Two U.S. congressmen, Representative Peter DeFazio, D-Ore. and Representative Jason Chaffetz, R-Utah, introduced legislation (HR 6245, the Saving High-Tech Innovators from Egregious Legal Disputes Act, or SHIELD Act), in the U.S. House of Representatives on August 1. The SHIELD Act seeks to dissuade nonpracticing entity patent owners (“NPEs,” or sometimes derogatorily called “patent trolls”) from filing patent infringement lawsuits that do “not have a reasonable likelihood of succeeding” against computer hardware and software companies by awarding costs and attorney fees to the accused infringer. The purported goal of the SHIELD Act is to discourage NPEs from filing “frivolous” lawsuits in the high-tech industry:

“Patent trolls often buy broad patents that allow them to file flimsy lawsuits against multiple companies for infringement.
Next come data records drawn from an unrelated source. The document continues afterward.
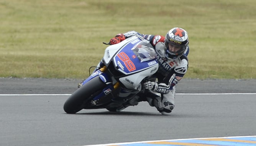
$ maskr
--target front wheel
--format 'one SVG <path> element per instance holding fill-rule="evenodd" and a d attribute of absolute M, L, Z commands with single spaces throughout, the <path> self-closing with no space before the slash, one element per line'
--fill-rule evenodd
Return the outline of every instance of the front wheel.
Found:
<path fill-rule="evenodd" d="M 64 111 L 67 114 L 75 114 L 84 108 L 85 104 L 89 101 L 91 95 L 102 90 L 106 86 L 97 76 L 75 91 L 64 104 Z"/>

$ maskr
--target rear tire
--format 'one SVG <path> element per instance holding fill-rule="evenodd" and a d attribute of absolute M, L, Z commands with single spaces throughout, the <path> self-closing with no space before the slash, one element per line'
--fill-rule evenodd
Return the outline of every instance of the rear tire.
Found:
<path fill-rule="evenodd" d="M 76 90 L 64 104 L 64 111 L 67 114 L 75 114 L 84 108 L 84 105 L 90 101 L 91 95 L 107 85 L 97 76 Z"/>

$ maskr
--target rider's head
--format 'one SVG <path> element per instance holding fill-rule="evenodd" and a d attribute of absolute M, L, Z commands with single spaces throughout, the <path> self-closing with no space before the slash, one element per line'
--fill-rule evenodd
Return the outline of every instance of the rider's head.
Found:
<path fill-rule="evenodd" d="M 173 28 L 167 32 L 164 42 L 167 58 L 176 59 L 183 54 L 189 44 L 187 33 L 181 28 Z"/>

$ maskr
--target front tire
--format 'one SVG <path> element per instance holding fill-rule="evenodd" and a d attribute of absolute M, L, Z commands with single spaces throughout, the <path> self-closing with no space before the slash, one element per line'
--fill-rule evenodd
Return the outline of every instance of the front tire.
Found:
<path fill-rule="evenodd" d="M 67 114 L 75 114 L 84 108 L 85 104 L 90 101 L 91 95 L 106 86 L 97 76 L 76 90 L 64 104 L 64 111 Z"/>

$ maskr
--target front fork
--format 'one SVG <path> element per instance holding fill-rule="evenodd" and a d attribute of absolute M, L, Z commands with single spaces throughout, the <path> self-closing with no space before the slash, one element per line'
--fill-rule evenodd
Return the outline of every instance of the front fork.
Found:
<path fill-rule="evenodd" d="M 96 71 L 92 75 L 90 76 L 88 78 L 84 80 L 81 83 L 81 85 L 82 86 L 93 78 L 98 76 L 102 81 L 107 84 L 107 86 L 103 89 L 102 91 L 92 99 L 91 103 L 93 105 L 95 105 L 97 104 L 97 101 L 101 97 L 109 94 L 112 91 L 117 89 L 120 86 L 120 84 L 118 82 L 117 82 L 114 85 L 113 84 L 111 78 L 108 75 L 105 73 L 106 71 L 107 67 L 105 66 L 104 66 L 99 70 Z"/>

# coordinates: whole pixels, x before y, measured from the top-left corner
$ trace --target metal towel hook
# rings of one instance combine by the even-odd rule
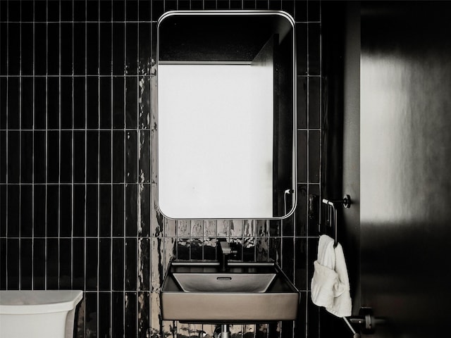
[[[338,236],[337,232],[337,206],[342,205],[345,208],[351,207],[351,196],[345,195],[343,199],[329,200],[323,199],[323,203],[328,206],[328,218],[330,226],[332,226],[332,219],[333,219],[333,246],[336,247],[338,244]]]

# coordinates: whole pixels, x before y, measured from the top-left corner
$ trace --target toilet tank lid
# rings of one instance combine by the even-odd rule
[[[80,290],[0,290],[0,314],[69,311],[82,296]]]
Despite very thin evidence to back their lawsuits, companies are often forced to settle because going to court can easily cost over $1 million in legal costs, even if the company prevails. Patent trolls most often target software and computer hardware companies. According to a recent Boston University study, patent troll suits cost American technology companies over $29 billion in 2011 alone,” according to a press release from DeFazio regarding the SHIELD Act.